Durante su última conversación con Augusto, estuvo a punto de informarle sobre el asunto que, día tras día, ganaba peso en la habitación de un hospital de Polonia solo por ver su reacción, por disfrutar abriendo una pequeña grieta en el muro.

Al final, se impuso el buen criterio y tuvo que digerir la noticia dentro de la boca.

Observó el reloj digital del coche: 04:55.

Parado en el semáforo de la esquina con Juan García Hortelano, rememoró las palabras del comisario Mejía aquel día en el que un juez decretó la libertad sin cargos —por falta de pruebas— para un rumano de cuyo nombre no quiso acordarse. El individuo era sospechoso de haber matado a navajazos a un compatriota suyo por un asunto de drogas. Sancho estaba tratando de masticar el revés cuando el comisario se plantó frente a su mesa y le dijo:

—Tranquilo, estos desgraciados suelen tener a bien regalarnos más oportunidades para que les encerremos.

Poco después, aquel hombre apareció en el madrileño barrio de Usera con tres disparos en el pecho, pero Sancho no se sintió aliviado por ello.

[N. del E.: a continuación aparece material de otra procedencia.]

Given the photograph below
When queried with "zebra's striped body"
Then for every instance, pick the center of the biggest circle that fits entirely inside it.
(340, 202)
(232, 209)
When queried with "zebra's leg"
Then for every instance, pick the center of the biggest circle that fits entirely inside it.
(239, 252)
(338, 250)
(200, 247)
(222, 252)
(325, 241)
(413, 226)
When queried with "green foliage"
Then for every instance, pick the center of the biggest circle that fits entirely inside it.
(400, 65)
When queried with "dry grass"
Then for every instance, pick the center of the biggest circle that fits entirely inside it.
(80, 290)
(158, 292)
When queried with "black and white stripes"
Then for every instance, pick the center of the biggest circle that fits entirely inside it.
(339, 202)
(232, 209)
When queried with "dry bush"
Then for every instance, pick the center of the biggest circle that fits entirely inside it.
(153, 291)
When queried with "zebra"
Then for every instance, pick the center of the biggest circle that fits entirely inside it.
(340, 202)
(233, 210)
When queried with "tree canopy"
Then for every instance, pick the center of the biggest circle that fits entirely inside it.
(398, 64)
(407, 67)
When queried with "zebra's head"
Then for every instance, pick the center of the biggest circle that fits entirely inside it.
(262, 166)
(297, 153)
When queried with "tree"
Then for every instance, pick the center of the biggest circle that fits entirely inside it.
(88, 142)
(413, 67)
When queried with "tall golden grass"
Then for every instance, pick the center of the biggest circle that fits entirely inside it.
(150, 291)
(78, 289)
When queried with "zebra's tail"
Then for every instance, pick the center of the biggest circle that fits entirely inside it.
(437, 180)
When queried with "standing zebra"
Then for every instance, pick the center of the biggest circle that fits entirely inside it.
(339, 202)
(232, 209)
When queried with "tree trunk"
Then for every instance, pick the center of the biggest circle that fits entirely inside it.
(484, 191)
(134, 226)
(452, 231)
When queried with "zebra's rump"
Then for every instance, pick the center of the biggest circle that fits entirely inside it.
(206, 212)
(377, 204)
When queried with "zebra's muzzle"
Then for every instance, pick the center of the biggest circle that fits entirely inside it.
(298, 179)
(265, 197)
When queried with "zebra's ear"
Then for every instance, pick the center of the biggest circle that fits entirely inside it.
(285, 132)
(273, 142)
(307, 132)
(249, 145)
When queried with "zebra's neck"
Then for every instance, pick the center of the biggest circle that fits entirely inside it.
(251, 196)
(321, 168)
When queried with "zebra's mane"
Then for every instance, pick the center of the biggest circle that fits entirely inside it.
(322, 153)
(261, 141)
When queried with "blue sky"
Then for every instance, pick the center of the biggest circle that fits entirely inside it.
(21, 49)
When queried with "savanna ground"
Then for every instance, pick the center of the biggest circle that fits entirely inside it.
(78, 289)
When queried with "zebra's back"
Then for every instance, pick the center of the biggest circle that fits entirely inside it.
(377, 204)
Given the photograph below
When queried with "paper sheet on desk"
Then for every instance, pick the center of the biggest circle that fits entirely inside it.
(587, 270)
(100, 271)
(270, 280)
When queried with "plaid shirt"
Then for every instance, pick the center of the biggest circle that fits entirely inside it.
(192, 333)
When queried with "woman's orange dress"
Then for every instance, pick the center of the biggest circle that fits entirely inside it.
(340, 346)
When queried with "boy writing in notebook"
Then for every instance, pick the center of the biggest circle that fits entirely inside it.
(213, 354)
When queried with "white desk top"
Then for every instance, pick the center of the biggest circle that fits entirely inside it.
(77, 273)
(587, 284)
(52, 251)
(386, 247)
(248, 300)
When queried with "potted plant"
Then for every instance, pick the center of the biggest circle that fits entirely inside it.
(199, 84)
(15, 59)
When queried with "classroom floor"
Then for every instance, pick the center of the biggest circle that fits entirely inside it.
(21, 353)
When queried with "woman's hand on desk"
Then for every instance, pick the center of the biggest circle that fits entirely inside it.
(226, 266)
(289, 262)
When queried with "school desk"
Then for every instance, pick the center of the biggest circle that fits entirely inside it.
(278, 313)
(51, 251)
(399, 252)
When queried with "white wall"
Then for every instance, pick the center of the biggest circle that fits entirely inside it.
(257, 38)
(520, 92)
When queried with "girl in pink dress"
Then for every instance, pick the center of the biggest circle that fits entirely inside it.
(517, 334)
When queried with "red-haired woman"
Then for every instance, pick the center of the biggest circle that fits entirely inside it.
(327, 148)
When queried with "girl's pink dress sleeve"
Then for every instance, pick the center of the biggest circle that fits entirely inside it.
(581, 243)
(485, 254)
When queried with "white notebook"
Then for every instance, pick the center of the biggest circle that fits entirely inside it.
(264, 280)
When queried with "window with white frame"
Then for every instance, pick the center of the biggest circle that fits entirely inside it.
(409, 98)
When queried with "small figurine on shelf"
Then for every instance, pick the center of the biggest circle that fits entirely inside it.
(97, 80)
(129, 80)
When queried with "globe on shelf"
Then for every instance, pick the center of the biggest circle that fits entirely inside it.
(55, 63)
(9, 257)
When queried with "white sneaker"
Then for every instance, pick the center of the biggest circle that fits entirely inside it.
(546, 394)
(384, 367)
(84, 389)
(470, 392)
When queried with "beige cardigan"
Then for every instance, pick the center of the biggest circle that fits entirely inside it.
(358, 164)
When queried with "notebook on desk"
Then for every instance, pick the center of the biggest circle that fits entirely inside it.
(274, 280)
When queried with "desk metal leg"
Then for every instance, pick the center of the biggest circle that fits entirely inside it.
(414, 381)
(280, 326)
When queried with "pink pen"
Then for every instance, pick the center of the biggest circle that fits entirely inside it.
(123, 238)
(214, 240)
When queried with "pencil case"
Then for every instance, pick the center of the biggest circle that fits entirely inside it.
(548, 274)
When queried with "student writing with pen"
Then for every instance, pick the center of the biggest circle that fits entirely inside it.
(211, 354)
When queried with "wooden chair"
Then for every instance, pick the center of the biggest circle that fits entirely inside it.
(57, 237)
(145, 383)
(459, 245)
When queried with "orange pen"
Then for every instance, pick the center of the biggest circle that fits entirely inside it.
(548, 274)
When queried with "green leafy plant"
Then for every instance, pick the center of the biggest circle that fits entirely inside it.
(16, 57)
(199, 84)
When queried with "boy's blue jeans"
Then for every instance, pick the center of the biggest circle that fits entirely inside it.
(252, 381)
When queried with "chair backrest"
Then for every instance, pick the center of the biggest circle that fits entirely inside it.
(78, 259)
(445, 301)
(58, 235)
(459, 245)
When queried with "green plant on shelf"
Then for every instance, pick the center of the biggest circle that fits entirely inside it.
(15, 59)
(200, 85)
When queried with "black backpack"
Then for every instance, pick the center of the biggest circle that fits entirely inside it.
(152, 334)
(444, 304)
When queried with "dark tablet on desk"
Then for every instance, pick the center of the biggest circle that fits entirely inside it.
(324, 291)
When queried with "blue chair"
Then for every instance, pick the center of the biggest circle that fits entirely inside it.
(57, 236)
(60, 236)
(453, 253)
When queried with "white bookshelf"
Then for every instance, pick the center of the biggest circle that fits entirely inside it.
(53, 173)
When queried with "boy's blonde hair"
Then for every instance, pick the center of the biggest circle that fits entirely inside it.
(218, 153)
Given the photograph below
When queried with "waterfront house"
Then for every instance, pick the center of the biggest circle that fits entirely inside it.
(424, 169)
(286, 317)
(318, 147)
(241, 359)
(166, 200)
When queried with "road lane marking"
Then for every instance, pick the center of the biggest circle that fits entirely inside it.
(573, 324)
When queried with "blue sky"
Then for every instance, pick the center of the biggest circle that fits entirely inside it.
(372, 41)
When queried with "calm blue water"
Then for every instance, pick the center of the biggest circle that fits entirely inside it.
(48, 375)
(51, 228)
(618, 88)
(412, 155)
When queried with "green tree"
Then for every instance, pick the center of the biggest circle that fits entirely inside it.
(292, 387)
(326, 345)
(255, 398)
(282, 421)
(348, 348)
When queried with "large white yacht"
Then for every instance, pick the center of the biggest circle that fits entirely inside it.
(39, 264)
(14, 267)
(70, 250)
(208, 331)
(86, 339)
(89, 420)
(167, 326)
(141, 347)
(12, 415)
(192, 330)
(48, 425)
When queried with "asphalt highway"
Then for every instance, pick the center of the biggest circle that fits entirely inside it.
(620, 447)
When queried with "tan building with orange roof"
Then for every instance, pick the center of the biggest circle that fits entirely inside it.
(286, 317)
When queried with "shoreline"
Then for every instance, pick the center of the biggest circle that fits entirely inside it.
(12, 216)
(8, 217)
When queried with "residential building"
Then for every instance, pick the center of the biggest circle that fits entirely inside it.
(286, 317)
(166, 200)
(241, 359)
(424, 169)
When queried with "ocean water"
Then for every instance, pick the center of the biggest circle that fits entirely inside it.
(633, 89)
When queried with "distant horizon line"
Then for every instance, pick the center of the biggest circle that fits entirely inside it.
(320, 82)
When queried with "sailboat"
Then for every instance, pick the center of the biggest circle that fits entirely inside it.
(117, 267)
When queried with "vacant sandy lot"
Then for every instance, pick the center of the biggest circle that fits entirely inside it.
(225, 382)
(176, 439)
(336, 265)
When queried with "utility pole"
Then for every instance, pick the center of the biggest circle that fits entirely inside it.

La cafetera bien cargada era una inequívoca declaración de intenciones y, repitiéndose aquello de «tiempo dormido, tiempo jodido», fue directamente a la ducha. Intentó dejar la mente en blanco mientras el agua caía con violencia sobre su despejada cabeza. No lo logró. Desnudo, se miró al espejo y se vio bastante más delgado. Los músculos abdominales volvían a mostrarse en su sitio, como cuando jugaba al rugby. Ahora bien, el resto del tren superior se correspondía más con el de un ajedrecista. La tupida barba rojiza y sus profundas ojeras rivalizaban entre sí por ser principal rasgo facial. De ese modo, tras realizar un examen visual completo, el inspector llegó a una conclusión irrefutable: estaba hecho un asco.

El sonido de la cafetera le atrajo a la cocina, donde se sirvió una generosa taza antes de sacar la hielera de su hábitat natural y trasladarla al lugar en el que, con toda seguridad, habría de extinguirse: el salón. Dio dos sorbos seguidos al café degustando la amargura que le calentaba el paladar. Dos sorbos más le bastaron para incorporarse y dar dos pasos al frente para llegar al mueble en el que tenía una botella de Jameson encerrada. Observó con satisfacción que apenas faltaba un tercio y, asiéndola por el cuello, la liberó de su reclusión en el botellero para hacerla prisionera sobre la mesa.

No habría indulto para ella.

No llegó a terminar la segunda lectura del informe que entregaría a Rafa Sánchez Serra; sí lo hizo con la segunda copa. Miró su reloj de pulsera: las 06:24. Se levantó para acercarse a la ventana. Las vistas desde el octavo piso del Edificio Lisboa, enclavado en la parte más elevada del barrio de Parquesol, invitaban a la desconexión temporal. La niebla se había tragado a Valladolid. Apenas se distinguían las luces del alumbrado público y las de los escasos vehículos que empezaban a circular por sus calles. Se preguntó qué habría sido de su vida si no hubiese tomado la determinación de presentarse a las oposiciones para inspector de policía. Quizá estaría trabajando en algún bufete de abogados a jornada completa y tendría pareja estable e hijos, o puede que se hubiera hecho cargo del negocio familiar en Castrillo de la Guareña. No obstante, ninguno de los escenarios que imaginó le pareció más favorable que ese y, dando un sorbo a la copa, regresó al sofá. Mientras se servía la penúltima copa, recordó la técnica que vio emplear a Gracia Galo el día en que la conoció, en la Questura de Trieste. Sacó un papel en blanco y escribió en medio con mayúsculas el nombre «Augusto Ledesma». Tras unos minutos de cavilación y algunos tragos de whisky irlandés, añadió en la misma tipografía: «Hay que joderse».